As the Times previously reported, the federal government last year banked on Emergent to be the main domestic manufacturer for both the Johnson & Johnson and AstraZeneca vaccines even as evidence of serious quality problems mounted.
Although the government awarded Emergent a $163 million contract in 2012 to ready the Baltimore plant to make vaccines in response to a pandemic, the company had not met a key requirement for demonstrating large-scale manufacturing ability as a June 2020 deadline neared. That month, however, federal officials nonetheless announced a new $628 million deal, most of it to reserve manufacturing capacity at the Baltimore plant for COVID-19 vaccine.
The company’s stock price soared, and its chief executive, Robert Kramer, boasted during a virtual conference for investors in March that profitability in 2020 had been “off-the-chart successful.” In a conference call with Wall Street analysts last week, Emergent’s chief financial officer announced “significant revenue growth and corresponding profitability” for the first quarter of this year and projected record revenues for 2021, driven largely by the company’s COVID-19 vaccine manufacturing deals.
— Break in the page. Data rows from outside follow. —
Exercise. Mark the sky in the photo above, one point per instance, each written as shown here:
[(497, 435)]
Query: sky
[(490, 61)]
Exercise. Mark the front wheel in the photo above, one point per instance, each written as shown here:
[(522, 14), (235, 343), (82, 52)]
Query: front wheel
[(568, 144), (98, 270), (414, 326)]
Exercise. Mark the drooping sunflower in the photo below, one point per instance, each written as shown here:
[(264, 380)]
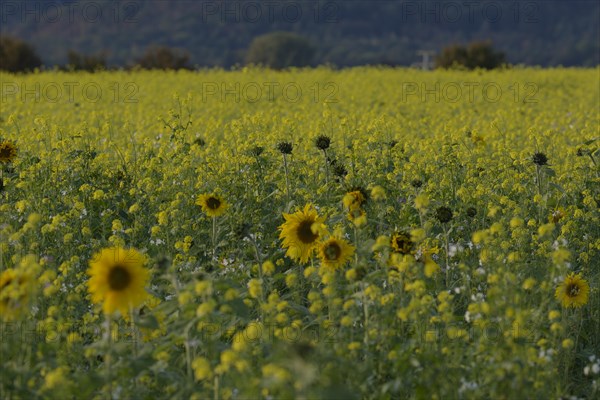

Emergent built a profitable business largely by cornering the market for biodefense products, a Times investigation found. Throughout most of the last decade, sales of the company’s anthrax vaccines accounted for nearly half the annual budget of the nation’s emergency medical reserve, the Strategic National Stockpile, leaving the federal government with less money to buy supplies needed in a pandemic.
Emergent has repeatedly touted its influence in Washington in presentations to investors. Six of its 10 board members have previously served in government, and since 2010, the company has spent an average of $3 million a year on lobbying — far outspending similarly sized biotech firms and roughly matching the outlays of some larger pharmaceutical companies.